Phish rebounds from soggy Friday
BY JEFF ELBEL July 21, 2013 4:18PM
“Ha Ha Ha”
“Cities” (Talking Heads)
“I Didn’t Know”
“My Friend, My Friend”
“Kill Devil Falls”
“Back on the Train”
“Theme from the Bottom”
“Golden Age” (TV on the Radio)
“Slave to the Traffic Light”
“Birds of a Feather”
“Good Times Bad Times” (Led Zeppelin)
“Shine A Light” (Rolling Stones)
Updated: July 22, 2013 11:11PM
The second of Phish’s three nights at Northerly Island ran more smoothly than the first. How could it not? The same severe weather that delayed Pearl Jam’s Wrigley Field concert and truncated Bjork’s headlining Pitchfork set had also forced an early conclusion to Phish’s show on Friday.
Although rain persisted throughout the band’s middle set on Saturday, it followed the “a little sprinkle never hurt anybody” model, rather than Friday’s “batten the hatches” example.
The quartet picked up where it had stopped the night before, beginning with the previously aborted “Prince Caspian.” Throughout the main bowl, in the stands and on the lawn, 30,000 people began dancing and singing. Until the show concluded over four hours later, the audience was in constant motion.
As unpredictable as Phish set lists can be, people were ready for anything. When bassist Mike Gordon launched into the rollicking “Possum,” sure enough, two oversized stuffed possums joined the many beach balls being batted through the air.
Jam-band aficionados have long embraced Phish, joining legions of “Phishheads” who treat concerts as joyful gatherings of the tribe. The evening at FirstMerit Bank Pavilion was no different. Despite countless bumps, scrapes and mashed toes as fans danced and cruised the crowded grounds, the vibe was compassionate and friendly. It must be added that opportunities to experience contact high were ample.
Guitarist Trey Anastasio displayed exceptional talent during many expanded song arrangements. Bucking the stereotype of aimless noodling amongst jam-band practitioners, Anastasio’s leads during the Little Feat-styled swing of “Ocelot” were effortlessly lyrical and eminently musical. His rapid-fire yet tuneful playing during the psychedelic hoedown of “Rift” would have made Chet Atkins smile.

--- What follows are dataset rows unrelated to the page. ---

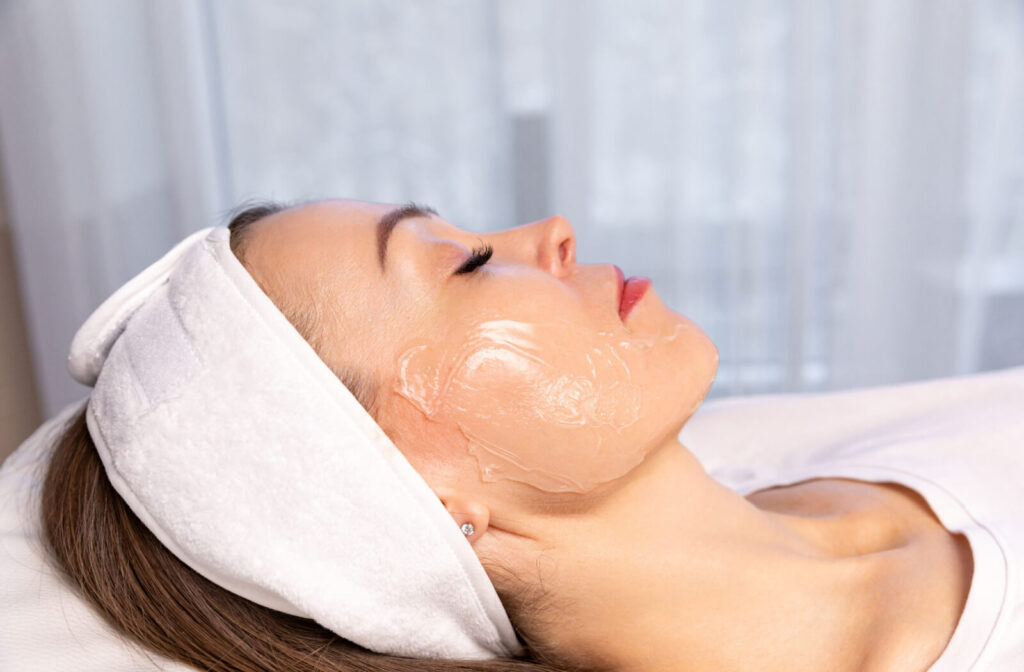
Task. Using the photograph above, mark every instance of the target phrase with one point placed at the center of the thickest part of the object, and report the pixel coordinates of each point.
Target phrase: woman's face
(527, 368)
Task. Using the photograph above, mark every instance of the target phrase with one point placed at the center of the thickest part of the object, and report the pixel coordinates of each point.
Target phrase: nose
(549, 243)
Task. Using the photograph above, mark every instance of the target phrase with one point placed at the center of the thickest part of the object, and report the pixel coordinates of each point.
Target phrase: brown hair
(303, 316)
(148, 594)
(151, 596)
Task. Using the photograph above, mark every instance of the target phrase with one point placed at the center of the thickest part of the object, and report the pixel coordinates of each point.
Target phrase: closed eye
(479, 256)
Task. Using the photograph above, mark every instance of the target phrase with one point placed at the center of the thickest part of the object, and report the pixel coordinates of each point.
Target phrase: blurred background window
(834, 191)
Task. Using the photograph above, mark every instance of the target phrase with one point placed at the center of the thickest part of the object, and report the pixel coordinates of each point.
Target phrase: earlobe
(470, 515)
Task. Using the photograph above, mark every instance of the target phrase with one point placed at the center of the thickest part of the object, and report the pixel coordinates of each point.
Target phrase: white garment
(957, 442)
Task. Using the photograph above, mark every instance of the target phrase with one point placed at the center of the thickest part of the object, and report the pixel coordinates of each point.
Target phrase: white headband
(236, 445)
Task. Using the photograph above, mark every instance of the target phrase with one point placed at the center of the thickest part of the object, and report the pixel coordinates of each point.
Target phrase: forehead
(309, 227)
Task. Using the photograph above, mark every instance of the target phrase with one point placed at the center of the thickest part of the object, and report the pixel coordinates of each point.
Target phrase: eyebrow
(391, 219)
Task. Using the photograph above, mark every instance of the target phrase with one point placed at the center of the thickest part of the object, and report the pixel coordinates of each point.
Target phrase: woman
(609, 545)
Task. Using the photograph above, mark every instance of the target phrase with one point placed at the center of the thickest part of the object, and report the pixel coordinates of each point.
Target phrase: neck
(691, 576)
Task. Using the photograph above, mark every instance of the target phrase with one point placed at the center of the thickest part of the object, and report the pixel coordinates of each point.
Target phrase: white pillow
(44, 625)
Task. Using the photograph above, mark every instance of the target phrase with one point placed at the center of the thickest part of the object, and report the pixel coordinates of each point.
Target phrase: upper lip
(622, 283)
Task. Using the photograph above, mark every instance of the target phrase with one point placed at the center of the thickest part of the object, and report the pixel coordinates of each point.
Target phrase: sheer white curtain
(832, 190)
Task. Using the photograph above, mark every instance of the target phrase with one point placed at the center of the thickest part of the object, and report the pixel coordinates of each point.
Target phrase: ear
(465, 509)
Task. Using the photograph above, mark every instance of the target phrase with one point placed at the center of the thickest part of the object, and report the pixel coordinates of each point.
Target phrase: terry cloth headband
(236, 445)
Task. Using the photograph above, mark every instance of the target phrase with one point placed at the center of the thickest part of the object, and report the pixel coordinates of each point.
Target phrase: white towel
(246, 456)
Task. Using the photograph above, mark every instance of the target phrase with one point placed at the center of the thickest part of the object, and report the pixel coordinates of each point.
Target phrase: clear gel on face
(550, 405)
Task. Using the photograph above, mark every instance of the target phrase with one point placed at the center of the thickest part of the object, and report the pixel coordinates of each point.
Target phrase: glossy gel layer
(571, 388)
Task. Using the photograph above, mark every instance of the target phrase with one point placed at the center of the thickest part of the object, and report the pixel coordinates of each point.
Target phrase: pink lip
(633, 291)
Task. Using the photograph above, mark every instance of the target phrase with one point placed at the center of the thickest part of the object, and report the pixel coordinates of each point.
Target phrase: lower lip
(633, 291)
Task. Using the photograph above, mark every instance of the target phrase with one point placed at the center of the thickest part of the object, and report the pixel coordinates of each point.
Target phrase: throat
(690, 576)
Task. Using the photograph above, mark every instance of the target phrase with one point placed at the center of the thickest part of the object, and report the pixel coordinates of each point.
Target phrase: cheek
(549, 405)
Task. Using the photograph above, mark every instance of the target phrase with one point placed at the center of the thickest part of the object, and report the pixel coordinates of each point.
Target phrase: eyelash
(479, 257)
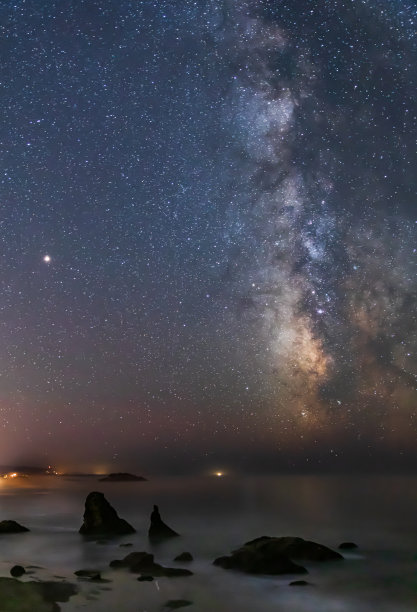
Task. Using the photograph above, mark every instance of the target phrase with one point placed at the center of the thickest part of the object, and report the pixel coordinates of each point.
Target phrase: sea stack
(100, 518)
(158, 530)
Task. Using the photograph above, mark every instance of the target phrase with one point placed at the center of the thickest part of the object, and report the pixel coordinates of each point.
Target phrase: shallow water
(214, 515)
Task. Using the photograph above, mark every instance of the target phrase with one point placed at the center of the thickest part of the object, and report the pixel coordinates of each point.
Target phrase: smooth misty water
(214, 516)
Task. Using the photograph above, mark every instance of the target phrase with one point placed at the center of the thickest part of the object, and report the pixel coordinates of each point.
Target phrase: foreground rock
(11, 527)
(143, 563)
(347, 546)
(267, 555)
(184, 557)
(175, 604)
(122, 477)
(158, 530)
(88, 574)
(100, 518)
(16, 596)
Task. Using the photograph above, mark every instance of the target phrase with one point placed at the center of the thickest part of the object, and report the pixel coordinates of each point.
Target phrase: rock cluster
(158, 530)
(143, 563)
(268, 555)
(100, 518)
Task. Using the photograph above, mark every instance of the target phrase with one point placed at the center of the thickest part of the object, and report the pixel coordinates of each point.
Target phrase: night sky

Jon Fishman’s intricate snare and high-hat work combined with Gordon’s low funk and keyboardist Page McConnell’s gospel organ to spur a soulful rendition of “Birds of a Feather.” The entire group displayed a nearly psychic bond, careening through the demented twists of “My Friend, My Friend,” and sending the glorious energy of “Kill Devil Falls” into rapture.
Phish put its own spin on a pair of popular songs. During the first set, Talking Heads’ “Cities” was slowed to suit McConnell’s funk and jazz licks, played as though his fingers had just returned from New Orleans. A thundering version of Led Zeppelin’s “Good Times Bad Times” closed the third set.
Phish’s run marked the first major shows at FirstMerit Pavilion since heavy rains created a muddy fiasco during Jimmy Buffett’s concert in June.
Fans had also complained about poor acoustics and inadequate access to essentials like toilets and cold beer.
Venue staff addressed all concerns. The lawn’s fresh landscaping withstood Friday’s lashing weather, draining overnight. Clint Davidson of Wheaton provided a firsthand report: “I sat on the grass, and my underwear isn’t soaked,” he announced with a laugh. Ice-cold beverages were in ready supply, including some at surprisingly reasonable prices. Most important, Phish brought its own multiple delay tower system, which delivered clear sound throughout the grounds.